Isaiah of Onogošt (Исаија от Оногошта), also known as Isaiah of Ostrog (Исаија Острошки) was a Serbian Orthodox monk and ascetic who lived in a cave located on the site of the future Ostrog monastery between the late 16th and early 17th centuries. He is venerated as a saint in the Eastern Orthodox Church, with his feast day being commemorated on .

== Biography ==
Very little is known about the life of Saint Isaiah. It is preserved that he was born in the village of Popi, near Nikšić, and that he became a monk and retreated into the rocky highlands of Ostrog, likely fleeing Ottoman occupation. Once there, he built a small church which he dedicated to the entry of the Most Holy Theotokos into the temple, where he would remain until his death. Soon after, the Turks burned his relics at Planinica between Ostrog and Nikšić in an attempt to suppress the veneration of him as a saint.

== Legacy ==
Basil of Ostrog would later choose the sight of Saint Isaiah's hermitage to build the Ostrog Monastery, where Isaiah's grandson would become a hieromonk, taking his grandfather's name.

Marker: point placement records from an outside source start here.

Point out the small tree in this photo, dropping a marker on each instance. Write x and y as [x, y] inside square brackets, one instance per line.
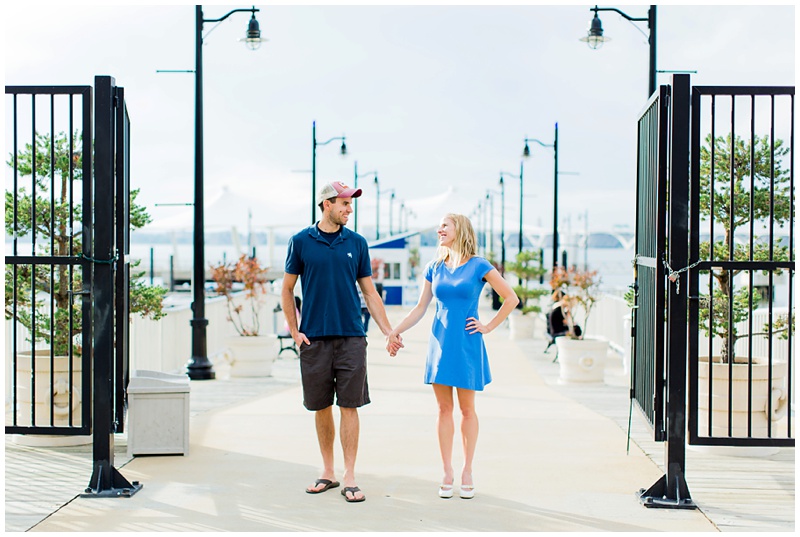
[735, 163]
[35, 289]
[249, 272]
[528, 268]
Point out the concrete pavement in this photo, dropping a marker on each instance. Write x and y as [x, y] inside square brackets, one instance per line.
[546, 461]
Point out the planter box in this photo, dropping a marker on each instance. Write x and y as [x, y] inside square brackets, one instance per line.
[252, 356]
[764, 400]
[582, 360]
[158, 414]
[522, 326]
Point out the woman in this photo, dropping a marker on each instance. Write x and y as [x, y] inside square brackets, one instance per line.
[457, 356]
[561, 322]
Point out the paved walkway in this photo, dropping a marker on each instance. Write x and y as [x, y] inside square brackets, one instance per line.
[550, 457]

On an inscription at the church of the Holy Cross at Ostrog, Saint Isaiah is mentioned as the "Holy and Venerable Father of ours Isaiah of the village of Popi.

The first service dedicated to Saint Isaiah was held on 11 May 2015 during the consecration of a small chapel dedicated to him at the Upper Ostrog monastery, where regular services to him have been held every year since.